If we unplug the radar entirely, what was “just mischief” becomes a bad habit. If your dog is digging holes, and getting into the garbage, you’re not supervising him according to his maturity. For some reason we treat young dogs as if they have some sort of innate ability to know the rules and then are surprised when they bark madly in the yard or at the window, eat garbage at every opportunity, or dig holes etc. When dogs, wolves, apes, humans etc. diligently supervise their youngsters, its purpose isn’t supposed to wreck their freedom, it’s supposed to wreck their freedom to make mistakes so they can enjoy freedom and success once they are adults.
Supervision doesn’t only mean being in the same room as your dog. Your dog can be laying at your feet, you might even be petting the dog but if the doorbell rings and the dog can get to the door before you can get to the dog that’s not supervision. That’s a dog that sooner or later acts like a clown or a bodyguard when someone comes to the door. Stick a leash on your dog in the house and a lunge line out in the yard (and be there with him) and into the crate if you’re really spread too thin and do that until your dog is an adult. You’ll end up with one of the happiest best trained dogs in the neighbourhood even if you never step foot into a training centre.

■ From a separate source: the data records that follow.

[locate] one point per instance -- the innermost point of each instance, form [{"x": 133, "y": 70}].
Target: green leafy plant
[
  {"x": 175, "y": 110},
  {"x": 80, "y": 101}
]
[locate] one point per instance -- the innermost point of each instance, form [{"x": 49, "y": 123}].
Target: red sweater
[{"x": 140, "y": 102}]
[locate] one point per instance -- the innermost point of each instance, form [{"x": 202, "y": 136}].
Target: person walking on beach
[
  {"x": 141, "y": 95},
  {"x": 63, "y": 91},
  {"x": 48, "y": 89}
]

My dad used a leash on me until I moved out of the house except it came in the form of “Where are you going? When are you coming home? Who are you going to be with? What’s the phone number for where you’re at?” It’s not about whether he trusted me, it’s about maturity. There’s nothing the matter with your dog at all other then his mother thinks he’s gifted and doesn’t need her guidance.
A dog depending on breed and blood lines isn’t an adult until it’s 18 months to 3 years of age. Diligent supervision for that long can be a pain in the butt, but you bought the dog now you have to raise it. It’s not so bad though. With the leash it’s easier for you to multi-task and after a few days the dog stops trying to sneak away to gulp some garbage as what you see as a leash dragging on the floor, he sees as eyes in the back of your head and he’ll throw in the towel and amuse himself in more positive ways.